Health officials in Prince Edward Island say one case of COVID-19 has been reported in Ontario.
The number of residents who have died in provinces affected by the presence of tainted meat is still unknown. Since tests began, 11 people have died in New Brunswick; six in Saskatchewan; five in Manitoba; one in Alberta; two in Nova Scotia; one in British Columbia; one in Alberta; one in Ontario; one in Newfoundland and Labrador; and one in Saskatchewan. All deaths have been linked to the presence of CTE-19.
The meat was killed by a meat-cleaning chemical called ammonium hydroxide, known on the market as ACP. It is relatively inexpensive, used in the meat-cleaning process for 25 years, but after Consumer Reports raised concern about possible health risks associated with the chemicals, some supermarkets stopped using them.
Health officials in Saskatchewan have recalled ACP-18, 31ACP, OX28 and PAL24 — aseptic processing room liquids — because of the deaths. The local health authority said Thursday that the method does not allow ACP to dissolve for 10 days after contamination, so it will continue to recommend that it not be used for either at home cleaning or cooking. The Saskatchewan Health Authority said in a release that new cases of mesothelioma could happen if people who died before drinking ACP-18 used the food last year.
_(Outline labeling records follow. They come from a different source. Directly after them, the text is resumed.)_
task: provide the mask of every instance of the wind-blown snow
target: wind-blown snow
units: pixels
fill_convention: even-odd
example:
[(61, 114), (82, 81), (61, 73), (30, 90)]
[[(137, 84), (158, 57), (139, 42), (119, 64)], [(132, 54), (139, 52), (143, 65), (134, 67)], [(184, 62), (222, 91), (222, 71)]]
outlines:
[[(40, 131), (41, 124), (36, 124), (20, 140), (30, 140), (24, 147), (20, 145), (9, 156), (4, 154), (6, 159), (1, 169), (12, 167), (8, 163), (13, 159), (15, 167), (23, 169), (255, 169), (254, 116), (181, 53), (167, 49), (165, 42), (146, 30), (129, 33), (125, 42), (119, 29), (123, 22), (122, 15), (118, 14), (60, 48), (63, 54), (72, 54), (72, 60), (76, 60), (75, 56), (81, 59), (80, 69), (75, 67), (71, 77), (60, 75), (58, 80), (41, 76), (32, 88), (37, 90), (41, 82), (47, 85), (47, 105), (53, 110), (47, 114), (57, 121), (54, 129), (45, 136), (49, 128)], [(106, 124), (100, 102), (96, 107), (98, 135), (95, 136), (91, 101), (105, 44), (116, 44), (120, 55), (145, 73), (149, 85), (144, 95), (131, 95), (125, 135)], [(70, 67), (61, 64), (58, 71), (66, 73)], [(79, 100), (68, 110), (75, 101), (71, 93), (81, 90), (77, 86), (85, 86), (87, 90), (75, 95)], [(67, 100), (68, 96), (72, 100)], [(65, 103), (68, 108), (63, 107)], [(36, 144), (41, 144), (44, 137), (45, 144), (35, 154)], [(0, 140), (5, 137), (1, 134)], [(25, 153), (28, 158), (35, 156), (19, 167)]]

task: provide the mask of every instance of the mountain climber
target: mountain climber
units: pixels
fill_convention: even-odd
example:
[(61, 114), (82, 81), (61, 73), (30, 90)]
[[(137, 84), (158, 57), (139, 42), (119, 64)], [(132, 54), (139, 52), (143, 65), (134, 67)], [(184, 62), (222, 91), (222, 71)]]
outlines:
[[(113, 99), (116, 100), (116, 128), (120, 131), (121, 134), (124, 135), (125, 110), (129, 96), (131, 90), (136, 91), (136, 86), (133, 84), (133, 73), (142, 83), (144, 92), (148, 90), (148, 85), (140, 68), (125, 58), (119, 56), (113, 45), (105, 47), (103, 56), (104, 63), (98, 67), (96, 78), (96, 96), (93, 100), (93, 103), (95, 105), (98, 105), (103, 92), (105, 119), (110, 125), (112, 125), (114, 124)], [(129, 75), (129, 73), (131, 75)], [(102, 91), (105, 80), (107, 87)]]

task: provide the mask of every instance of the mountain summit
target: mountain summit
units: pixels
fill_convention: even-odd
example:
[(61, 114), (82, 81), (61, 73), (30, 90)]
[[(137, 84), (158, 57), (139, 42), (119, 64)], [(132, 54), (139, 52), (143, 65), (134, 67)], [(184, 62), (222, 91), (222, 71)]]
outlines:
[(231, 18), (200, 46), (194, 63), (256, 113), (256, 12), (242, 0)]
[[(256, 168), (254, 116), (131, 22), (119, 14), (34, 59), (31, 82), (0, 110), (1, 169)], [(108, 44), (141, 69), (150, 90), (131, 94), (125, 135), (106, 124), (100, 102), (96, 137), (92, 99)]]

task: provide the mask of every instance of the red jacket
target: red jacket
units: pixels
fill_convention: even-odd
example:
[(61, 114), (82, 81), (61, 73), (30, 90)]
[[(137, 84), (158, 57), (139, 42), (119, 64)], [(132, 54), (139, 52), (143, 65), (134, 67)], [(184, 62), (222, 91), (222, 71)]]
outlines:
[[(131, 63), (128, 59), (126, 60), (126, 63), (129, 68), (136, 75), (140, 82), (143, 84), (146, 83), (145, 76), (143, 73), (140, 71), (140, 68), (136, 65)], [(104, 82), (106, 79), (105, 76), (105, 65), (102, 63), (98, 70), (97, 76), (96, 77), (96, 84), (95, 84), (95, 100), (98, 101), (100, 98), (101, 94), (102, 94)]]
In Canada, five of the deaths are occurring in Saskatchewan, five in Alberta, one in British Columbia, and one in Ontario.
The companies producing the meat products have changed their methods to prevent the presence of ACP, but the substance remains the primary cause of the illnesses. The only recalled ingredient was the meat-cleaning solution itself, so health officials in Saskatchewan are still advising consumers to avoid eating meat, even though it has been non-contaminated.